Monday, August 11, 2008

What Kills Us this Week!

I shouldn't really be doing this since fretting about the latest Killer-Thing is a particularly HK-type occupation, and, as you know, we're not in HK at present. We are, in fact, in Australia, traveling around North Queensland, in the very part of world that has, by an enormous margin, the most things that can kill you and in the most horribly painful ways possible - seriously! - but, like Australians themselves, we aren't giving the subject the slightest thought!

Nonetheless, I'll just use this opportunity to thank that person back there in HK - you know who you are - for, very sweetly and with utmost consideration, sending me a list of "Things that Can Kill You in North Queensland" ... a very, very long list indeed ...

And also to thank Jason, also in HK, for sending me this link that you may like to view too:


http://www.youtube.com/watch?v=wy_TB6onHVE

Jason, sweetie, it was most thoughtful of you and I'm really being a right ingrate saying this ... but "Get stuffed!"

Later:

Decided that this subject was too good to be so perfunctory about, so here's more:

When talking about things that can kill you horribly I should make it clear that, here in NQ, we're not just talking about such ordinary typical-Australian things like giant crocodiles, sharks, octopus, cassowaries, killer-jellyfish, dingoes, snakes, spiders, killer-disease-carrying mosquitoes, etc, etc, etc! Oh, and not forgetting the sweeping waves of killer epidemics of icky diseases like Ross River Virus, Lymes, Japanese Encephalitis, Dengue, Q-Fever, Barma-Forrest and lots of other things that are so like malaria but are given different names so Australia can say "No! We don't have Malaria here! What are we? Third-world or something!"

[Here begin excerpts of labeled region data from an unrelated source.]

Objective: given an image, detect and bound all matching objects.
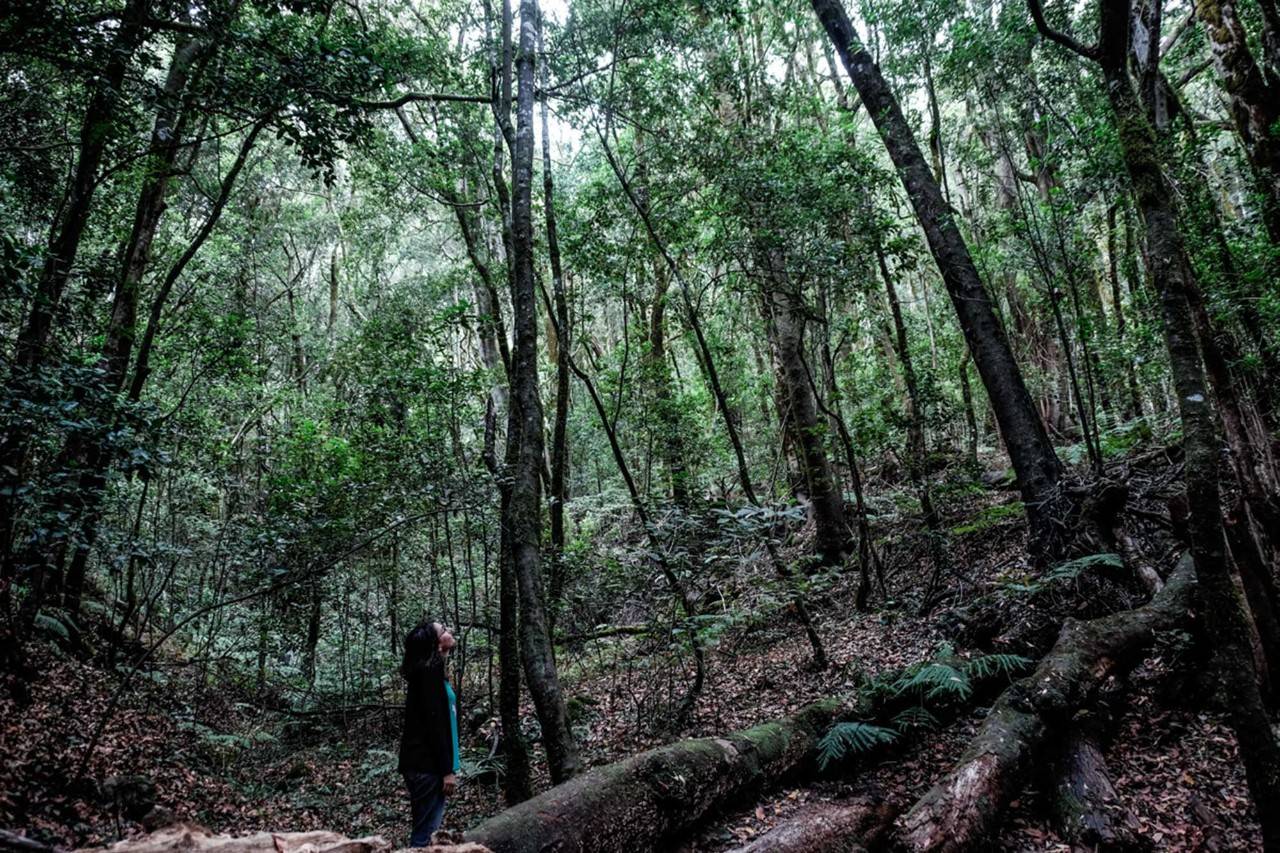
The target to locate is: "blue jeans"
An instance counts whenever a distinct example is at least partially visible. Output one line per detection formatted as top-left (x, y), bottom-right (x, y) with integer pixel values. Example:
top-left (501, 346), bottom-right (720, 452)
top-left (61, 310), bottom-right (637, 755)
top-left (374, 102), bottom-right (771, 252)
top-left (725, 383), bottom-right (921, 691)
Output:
top-left (404, 771), bottom-right (444, 847)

We are talking about things that, in other places, don't ordinarily kill you; things like fish and insects and leeches and fleas and ticks and other tiny more-usually-just-annoying things. Oh yeah, and butterflies here are poisonous too and how wrong is that! You know, here, along with the snakes and spiders, everything has the power to not just kill you, but to over-kill you. Seriously! Every toxic thing - and most things are - has between 10 and 100 times the venom to kill a large-sized man.

It's always been a puzzle to me why this should be. Mother Nature isn't known to waste anything so why all this SERIOUSLY SERIOUS OVERKILL??!!!

Although it's always possible that, some time past, all these creatures went into some evolutionary overdrive about which one of them could kill the others worst, but I'm slowly developing an entirely different theory:

See, practically the entire East Coast and Top End of North Queensland is one giant, primordial rainforest that has been around for over 22 million years and has never seen an Extinction Event! This means that this giant mostly-unexplored forest is still full of cyclads - dinosaur food - and other extinct-elsewhere species of plant-life, and therefore, to me, this means that there is no reason to believe that all the creatures that have evolved in the area over the last 22 million years wouldn't still in there somewhere, alive and well, and we don't know about it simply because we just haven't found them.

AND, logically, since everything in the area has between 10 and 100 times the Kill-Venom for a large-sized man, in that primordial forest there has to be creatures that are between 10 and 100 times the size of a large-sized man.

What do you think? Am I on to something here?

There's a reason why I believe they aren't extinct. I myself have seen a mihirang. If you don't know what that is, it's the ancestor of the emu and it looks exactly like a giant, deformed, albino emu on steroids. Everyone I've ever told about this sighting (and there were nine of us who saw it that day) says either of two things: people who don't work in the field of palaeontology say "What crap! They've been extinct for over a million years!", or, if they are palaeontologists, say "You know, there are literally thousands of reported mihirang sightings over the years. We really need to organise an expedition into that rainforest to find out what exactly they do have in there!"

Guess there's something about knowing that everything has 100 times Overkill that seriously deters even the most intrepid!

So there you go! I think there's a world in there that would really interest even the most unintrepid palaeontologist. And since they've recently discovered that New Zealand's tuatara is a winsy little dinosaur instead of the lizard it was categorised as being, it's perfectly possible that NQ is literally rampant with once-thought-extinct species!